The bill also gives parents the right to pursue legal options if they believe a school’s procedures are infringing on their “fundamental right…to make decisions regarding the upbringing and control of their children.”
But the clause that has garnered the most attention pertains to restrictions on LGBTQ-related instruction.
Changes were made and amendments were proposed and withdrawn prior to the passage of the bill.
Here's what the bill advanced by lawmakers does and does not say:
- The bill places limits on classroom instruction on sexual orientation and gender identity.
- An amendment that critics said would’ve required schools to 'out' a students to their parents, despite concerns of abuse or neglect, was withdrawn.
- Parents can sue a school if they feel it is in violation.
- Nowhere in the bill does it require a school district to inform parents if another student in their child’s class is gay.
Does the bill passed in the House ban discussion of topics relating to sexual orientation and gender identity?
No, the bill places limits on classroom instruction on sexual orientation and gender identity.
WHAT WE FOUND
When it was first filed, the bill said schools could not “encourage classroom discussion” about sexual orientation or gender identity. But following criticism the language was too broad, “discussion” was changed to “instruction” in the House bill.
Instruction isn't defined in the bill.
Harding said in a prior committee hearing the bill applies to lesson plans, not to spontaneous or informal classroom conversation.
The bill initially applied to "primary grade levels," which critics also said was too broad. The House bill now says restrictions on instruction apply to students in kindergarten through third grade, “or in a manner that is not age-appropriate or developmentally appropriate for students in accordance with state standards.”
Harding previously said during a committee hearing that means it's possible topics of sexual orientation or gender identity could be barred in classrooms beyond third grade if the school district deems them not to be age or developmentally appropriate.

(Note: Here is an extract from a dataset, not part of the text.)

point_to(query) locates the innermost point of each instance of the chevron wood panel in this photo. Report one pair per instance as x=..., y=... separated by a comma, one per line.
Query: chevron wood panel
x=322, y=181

The Senate version of the bill — which remains in committee — still reads that a "school district may not encourage classroom discussion about sexual orientation or gender identity in primary grade levels."

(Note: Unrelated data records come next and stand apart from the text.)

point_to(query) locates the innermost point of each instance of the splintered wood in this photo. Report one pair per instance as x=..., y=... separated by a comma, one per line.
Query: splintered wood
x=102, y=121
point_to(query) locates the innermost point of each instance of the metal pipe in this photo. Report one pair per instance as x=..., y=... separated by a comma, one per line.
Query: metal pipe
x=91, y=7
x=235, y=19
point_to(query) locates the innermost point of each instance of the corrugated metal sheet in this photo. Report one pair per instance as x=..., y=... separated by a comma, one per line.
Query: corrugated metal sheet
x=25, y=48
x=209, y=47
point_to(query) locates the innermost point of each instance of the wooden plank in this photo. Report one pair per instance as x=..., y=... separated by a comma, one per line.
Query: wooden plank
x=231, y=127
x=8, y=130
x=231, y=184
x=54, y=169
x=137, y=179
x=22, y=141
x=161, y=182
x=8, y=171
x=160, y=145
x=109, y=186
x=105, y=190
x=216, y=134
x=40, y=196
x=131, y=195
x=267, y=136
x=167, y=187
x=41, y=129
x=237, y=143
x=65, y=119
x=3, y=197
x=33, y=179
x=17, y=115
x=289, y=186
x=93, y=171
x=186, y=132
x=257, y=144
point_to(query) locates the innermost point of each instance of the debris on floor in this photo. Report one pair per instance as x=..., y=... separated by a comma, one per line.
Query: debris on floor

Does the bill ban teaching young children about sex?
Despite claims from supporters nowhere in the bill does it limit discussion on sex.
WHAT WE FOUND
The bill limits instruction on sexual orientation and gender identity.

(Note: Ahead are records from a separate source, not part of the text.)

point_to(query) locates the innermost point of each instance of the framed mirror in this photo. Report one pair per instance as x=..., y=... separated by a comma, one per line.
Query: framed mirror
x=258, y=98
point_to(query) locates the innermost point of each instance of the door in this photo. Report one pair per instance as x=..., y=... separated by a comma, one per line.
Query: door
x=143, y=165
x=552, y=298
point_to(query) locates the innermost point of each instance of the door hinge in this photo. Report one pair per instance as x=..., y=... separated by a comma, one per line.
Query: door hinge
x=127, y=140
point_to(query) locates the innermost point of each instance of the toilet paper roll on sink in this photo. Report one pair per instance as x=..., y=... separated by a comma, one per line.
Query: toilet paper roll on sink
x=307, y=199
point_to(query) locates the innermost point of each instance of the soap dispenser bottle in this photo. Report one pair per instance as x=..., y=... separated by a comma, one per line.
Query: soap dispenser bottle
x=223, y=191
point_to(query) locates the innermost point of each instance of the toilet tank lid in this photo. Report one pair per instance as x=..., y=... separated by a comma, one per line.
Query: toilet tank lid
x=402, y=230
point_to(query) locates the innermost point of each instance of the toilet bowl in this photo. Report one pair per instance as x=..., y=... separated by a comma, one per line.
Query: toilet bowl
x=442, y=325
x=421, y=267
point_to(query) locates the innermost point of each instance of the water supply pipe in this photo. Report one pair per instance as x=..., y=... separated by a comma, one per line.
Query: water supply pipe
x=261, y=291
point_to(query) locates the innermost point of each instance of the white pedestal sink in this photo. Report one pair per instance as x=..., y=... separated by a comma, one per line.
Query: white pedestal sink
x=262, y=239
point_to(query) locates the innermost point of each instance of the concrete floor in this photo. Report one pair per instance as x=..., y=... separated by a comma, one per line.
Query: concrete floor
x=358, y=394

Sen. Jeff Brandes, R-St. Petersburg, attempted to amend the bill to be more specific by changing “sexual orientation and gender identity” to “human sexuality and sexual activity."
“If the intent is not to marginalize anyone let’s make sure we aren’t,” Brandes previously said. “Let’s be clear.”
His GOP colleagues voted down the idea.
The language would've specified that instruction about sexual activity, in general, would be banned for certain grade levels. Supporters of the amendment, including Equality Florida, said it was a step in the right direction, as debate over the bill has often conflated sexual orientation and sexual activity.
Are schools required to "out" LGBTQ students who confide in staff about their sexual orientation or gender identity?
No, schools are required to notify parents about any change to their child's "mental, emotional, or physical health or well-being." But there are exceptions if there are concerns disclosing that information could result in abuse or neglect.
An amendment that eliminated those exceptions was withdrawn prior to Thursday's vote.
WHAT WE FOUND
A controversial amendment filed by the bill’s sponsor that riled opponents and spread like fire across social media was withdrawn before Thursday’s vote.
The bill – without the amendment – makes exceptions for schools to withhold certain information about a child’s “mental, emotional, or physical health or well-being” from parents if a “reasonably prudent person” fears disclosure could result in abuse or neglect.
The scrapped amendment would’ve required schools to disclose information to parents within six weeks of learning it, even if there were fears it would result in abuse or neglect. Opponents argued it would’ve led to already vulnerable students being forcibly “outed” to unsupportive parents.
VERIFY viewer Colby asked: Are schools legally required to inform parents if another student in their classroom is gay?
No, Florida schools are not required to inform parents if another student in their child’s class is gay under HB 1557. Nowhere in the bill does it require a school district to inform parents if another student in their child’s class is gay.